The data and educational content we publish on our maps go through a rigorous review and validation process.
We have a thorough internal quality control process that includes review cycles within Woodwell and consultation with other leading climate scientists. The internal review takes place early in the data development process, after making and testing initial methodology choices. The external review takes place when the data are in final draft form.
Note that we don’t intend for the review process to exactly replicate an academic publication peer review. We ask external reviewers to assess the dataset from a holistic perspective, confirming that chosen methodologies are used in the scientific community, that assumptions made are defensible, and that documentation is sufficient for replication. We also ask reviewers to pose questions and make recommendations more broadly about the methodologies and associated documentation. We are grateful to many scientists who have volunteered their time and expertise. Probable Futures will continue to evolve and update.

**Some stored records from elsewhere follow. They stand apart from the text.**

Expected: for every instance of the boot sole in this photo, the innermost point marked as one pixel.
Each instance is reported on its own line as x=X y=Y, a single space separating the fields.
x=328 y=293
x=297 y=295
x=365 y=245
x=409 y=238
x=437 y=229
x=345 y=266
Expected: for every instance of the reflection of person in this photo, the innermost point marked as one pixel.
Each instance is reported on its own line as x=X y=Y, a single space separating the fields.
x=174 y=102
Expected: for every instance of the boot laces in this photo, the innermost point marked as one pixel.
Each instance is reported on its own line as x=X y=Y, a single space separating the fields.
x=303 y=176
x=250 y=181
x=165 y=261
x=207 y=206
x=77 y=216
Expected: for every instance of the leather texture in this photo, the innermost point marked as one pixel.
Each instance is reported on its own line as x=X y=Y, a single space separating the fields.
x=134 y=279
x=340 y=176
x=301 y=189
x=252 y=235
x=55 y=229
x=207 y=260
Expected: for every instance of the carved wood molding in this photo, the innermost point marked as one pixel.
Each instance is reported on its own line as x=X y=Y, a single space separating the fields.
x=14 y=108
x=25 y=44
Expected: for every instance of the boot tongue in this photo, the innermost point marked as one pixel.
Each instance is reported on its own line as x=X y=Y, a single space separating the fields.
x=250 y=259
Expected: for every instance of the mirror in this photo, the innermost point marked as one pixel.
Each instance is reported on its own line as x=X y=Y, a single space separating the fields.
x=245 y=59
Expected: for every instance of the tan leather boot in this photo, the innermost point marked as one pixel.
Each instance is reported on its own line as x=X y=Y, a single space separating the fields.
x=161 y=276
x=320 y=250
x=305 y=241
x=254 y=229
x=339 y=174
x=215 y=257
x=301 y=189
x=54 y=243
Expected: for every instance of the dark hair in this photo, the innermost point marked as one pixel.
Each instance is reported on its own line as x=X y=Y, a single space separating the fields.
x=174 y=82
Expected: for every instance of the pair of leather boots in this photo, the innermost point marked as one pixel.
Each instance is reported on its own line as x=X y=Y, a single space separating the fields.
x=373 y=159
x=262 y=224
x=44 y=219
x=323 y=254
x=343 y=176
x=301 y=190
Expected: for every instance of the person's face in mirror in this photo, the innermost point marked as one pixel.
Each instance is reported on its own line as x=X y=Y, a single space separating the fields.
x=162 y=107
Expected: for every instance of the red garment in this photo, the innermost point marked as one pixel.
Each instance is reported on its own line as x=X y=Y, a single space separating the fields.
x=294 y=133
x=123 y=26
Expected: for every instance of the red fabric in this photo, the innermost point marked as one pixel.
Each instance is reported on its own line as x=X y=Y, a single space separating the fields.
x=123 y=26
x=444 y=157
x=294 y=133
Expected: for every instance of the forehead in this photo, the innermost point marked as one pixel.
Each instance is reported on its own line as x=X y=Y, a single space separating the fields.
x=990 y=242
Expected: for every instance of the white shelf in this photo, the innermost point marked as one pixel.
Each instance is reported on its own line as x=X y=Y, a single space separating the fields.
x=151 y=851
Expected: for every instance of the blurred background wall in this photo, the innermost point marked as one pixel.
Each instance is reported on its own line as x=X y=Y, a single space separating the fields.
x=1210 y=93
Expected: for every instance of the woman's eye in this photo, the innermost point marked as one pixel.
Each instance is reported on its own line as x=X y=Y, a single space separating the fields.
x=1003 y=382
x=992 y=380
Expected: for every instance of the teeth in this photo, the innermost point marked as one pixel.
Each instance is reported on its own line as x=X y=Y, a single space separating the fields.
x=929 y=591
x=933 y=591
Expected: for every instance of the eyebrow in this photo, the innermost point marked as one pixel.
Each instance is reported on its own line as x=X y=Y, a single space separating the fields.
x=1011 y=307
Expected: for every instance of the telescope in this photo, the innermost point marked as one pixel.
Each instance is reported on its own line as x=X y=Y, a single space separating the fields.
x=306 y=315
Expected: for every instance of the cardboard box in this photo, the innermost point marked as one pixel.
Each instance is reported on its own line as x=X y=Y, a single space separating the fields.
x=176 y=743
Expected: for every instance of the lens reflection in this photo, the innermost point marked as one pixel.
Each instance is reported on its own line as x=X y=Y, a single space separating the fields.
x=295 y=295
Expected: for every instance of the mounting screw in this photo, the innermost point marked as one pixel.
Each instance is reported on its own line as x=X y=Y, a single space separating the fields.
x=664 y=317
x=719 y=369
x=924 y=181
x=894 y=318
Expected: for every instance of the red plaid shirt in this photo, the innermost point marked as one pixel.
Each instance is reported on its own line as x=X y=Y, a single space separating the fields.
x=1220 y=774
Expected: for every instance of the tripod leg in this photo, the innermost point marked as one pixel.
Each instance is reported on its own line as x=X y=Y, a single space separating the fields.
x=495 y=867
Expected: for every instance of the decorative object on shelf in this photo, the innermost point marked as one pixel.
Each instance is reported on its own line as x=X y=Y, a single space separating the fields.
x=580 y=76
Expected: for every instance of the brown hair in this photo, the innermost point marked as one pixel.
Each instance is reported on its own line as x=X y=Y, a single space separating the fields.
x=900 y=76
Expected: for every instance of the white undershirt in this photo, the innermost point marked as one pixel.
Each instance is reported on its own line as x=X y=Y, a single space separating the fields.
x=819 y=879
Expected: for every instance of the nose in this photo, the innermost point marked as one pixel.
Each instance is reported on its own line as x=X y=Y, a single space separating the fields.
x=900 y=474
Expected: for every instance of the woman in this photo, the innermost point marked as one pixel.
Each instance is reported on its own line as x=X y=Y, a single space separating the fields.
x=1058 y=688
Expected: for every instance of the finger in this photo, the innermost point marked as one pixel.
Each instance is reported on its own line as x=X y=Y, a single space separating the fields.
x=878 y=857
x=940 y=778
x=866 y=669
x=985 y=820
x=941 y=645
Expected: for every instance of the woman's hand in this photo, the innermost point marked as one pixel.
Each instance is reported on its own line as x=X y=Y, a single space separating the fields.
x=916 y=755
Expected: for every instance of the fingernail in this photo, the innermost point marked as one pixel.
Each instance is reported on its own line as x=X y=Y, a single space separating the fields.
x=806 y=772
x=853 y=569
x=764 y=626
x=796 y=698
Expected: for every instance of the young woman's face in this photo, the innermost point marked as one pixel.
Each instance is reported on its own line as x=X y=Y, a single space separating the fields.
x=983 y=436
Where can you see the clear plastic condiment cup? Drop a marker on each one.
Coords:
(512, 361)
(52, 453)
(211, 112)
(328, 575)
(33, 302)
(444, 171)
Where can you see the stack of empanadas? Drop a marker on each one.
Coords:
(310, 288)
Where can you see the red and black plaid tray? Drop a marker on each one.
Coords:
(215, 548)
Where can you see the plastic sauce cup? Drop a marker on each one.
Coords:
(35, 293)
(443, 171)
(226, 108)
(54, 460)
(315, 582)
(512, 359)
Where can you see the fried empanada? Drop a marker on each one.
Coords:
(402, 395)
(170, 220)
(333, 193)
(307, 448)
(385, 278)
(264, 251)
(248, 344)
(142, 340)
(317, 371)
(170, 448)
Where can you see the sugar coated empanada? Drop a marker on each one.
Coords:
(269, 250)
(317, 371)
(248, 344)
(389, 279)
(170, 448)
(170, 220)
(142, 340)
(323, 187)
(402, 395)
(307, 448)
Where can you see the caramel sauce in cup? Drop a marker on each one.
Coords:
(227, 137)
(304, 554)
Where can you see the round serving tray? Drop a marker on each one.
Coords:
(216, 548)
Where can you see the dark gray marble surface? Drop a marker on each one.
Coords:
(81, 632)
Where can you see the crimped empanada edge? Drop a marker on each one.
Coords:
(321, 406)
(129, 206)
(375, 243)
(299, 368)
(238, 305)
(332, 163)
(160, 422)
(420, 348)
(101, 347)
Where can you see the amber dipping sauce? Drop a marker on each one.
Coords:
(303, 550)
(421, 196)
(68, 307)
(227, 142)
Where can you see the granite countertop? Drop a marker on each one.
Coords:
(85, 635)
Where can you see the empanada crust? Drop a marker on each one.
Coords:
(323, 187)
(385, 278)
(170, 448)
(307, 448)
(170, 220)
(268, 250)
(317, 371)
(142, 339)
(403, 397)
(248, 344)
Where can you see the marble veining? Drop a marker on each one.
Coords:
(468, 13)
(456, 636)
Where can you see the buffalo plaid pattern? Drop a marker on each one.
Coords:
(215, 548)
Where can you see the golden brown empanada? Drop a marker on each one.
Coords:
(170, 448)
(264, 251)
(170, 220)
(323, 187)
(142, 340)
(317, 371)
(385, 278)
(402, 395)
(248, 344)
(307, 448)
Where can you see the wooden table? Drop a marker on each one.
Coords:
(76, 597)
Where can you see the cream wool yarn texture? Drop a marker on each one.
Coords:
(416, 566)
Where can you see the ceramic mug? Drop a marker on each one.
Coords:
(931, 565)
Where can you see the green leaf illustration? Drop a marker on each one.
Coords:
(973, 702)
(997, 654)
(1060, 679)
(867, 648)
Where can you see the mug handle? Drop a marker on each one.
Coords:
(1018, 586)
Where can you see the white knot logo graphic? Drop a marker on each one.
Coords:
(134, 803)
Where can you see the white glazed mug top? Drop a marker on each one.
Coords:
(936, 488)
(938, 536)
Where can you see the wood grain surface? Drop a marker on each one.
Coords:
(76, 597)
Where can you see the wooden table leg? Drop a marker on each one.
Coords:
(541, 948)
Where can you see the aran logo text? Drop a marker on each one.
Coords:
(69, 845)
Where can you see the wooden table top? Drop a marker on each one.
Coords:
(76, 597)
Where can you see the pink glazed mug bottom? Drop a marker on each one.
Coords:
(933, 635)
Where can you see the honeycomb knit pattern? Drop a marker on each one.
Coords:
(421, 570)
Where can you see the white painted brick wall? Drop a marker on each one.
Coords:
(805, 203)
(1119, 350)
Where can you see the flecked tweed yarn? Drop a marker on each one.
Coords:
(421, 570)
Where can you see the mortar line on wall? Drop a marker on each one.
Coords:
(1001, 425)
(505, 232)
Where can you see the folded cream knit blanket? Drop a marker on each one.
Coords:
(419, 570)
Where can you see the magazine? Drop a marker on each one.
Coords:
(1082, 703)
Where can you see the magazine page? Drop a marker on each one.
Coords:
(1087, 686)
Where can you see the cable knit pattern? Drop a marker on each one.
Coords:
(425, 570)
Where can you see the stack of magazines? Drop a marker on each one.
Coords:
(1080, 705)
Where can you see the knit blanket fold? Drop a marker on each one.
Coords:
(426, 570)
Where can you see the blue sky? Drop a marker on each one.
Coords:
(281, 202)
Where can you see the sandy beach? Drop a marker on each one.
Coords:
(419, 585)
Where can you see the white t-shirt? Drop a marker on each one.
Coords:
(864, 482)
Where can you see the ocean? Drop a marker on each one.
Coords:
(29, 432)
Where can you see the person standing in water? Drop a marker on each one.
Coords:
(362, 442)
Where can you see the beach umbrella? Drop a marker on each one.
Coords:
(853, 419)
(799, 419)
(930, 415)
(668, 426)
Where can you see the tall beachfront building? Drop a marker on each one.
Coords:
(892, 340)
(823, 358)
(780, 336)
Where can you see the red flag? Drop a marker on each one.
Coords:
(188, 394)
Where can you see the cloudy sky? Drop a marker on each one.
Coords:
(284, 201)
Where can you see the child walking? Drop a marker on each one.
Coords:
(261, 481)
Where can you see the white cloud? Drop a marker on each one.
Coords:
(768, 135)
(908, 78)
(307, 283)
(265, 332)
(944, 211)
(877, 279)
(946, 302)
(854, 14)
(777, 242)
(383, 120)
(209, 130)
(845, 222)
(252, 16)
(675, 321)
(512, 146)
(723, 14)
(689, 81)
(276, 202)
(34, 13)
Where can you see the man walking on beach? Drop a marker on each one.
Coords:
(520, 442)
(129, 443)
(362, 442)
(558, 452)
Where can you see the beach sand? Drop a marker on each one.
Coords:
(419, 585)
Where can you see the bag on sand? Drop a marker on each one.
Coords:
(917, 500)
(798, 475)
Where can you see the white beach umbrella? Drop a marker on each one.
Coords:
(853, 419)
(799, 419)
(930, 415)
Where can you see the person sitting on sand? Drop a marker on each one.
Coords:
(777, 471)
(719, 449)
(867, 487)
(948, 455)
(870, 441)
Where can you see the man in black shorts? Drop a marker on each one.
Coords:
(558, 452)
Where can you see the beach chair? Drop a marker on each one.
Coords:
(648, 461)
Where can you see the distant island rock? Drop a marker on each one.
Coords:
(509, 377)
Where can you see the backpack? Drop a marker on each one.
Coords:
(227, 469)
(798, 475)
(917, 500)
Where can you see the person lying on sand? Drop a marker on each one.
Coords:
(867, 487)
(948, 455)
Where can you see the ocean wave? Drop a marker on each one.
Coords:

- Treat the data as a tool. It is important that anyone using Probable Futures maps understands that while the maps offer specific values, the results represent a range of possible outcomes within a computer program that models the earth. In other words, you should not take results as a specific prediction, but rather as a tool that can give a sense of the scale and likelihood of certain climate outcomes and how that scale and likelihood change as the atmosphere changes.
- Investigate how the models were made. We encourage anyone producing or applying climate data to both make efforts to understand what models and approaches to downscaling are being used, as well as assumptions within those models, and to disclose those details to relevant audiences and stakeholders.
- Disclose how you are using the data. Climate disclosure frameworks such as CDP or the Task Force on Climate-related Financial Disclosures (TCFD) can be helpful guides and are rapidly advancing to provide standards for physical climate risk disclosure. We encourage such standards and are hopeful that Probable Futures can be a helpful resource. Woodwell and Wellington Management have also recently published frameworks for disclosure as a complement to these sources.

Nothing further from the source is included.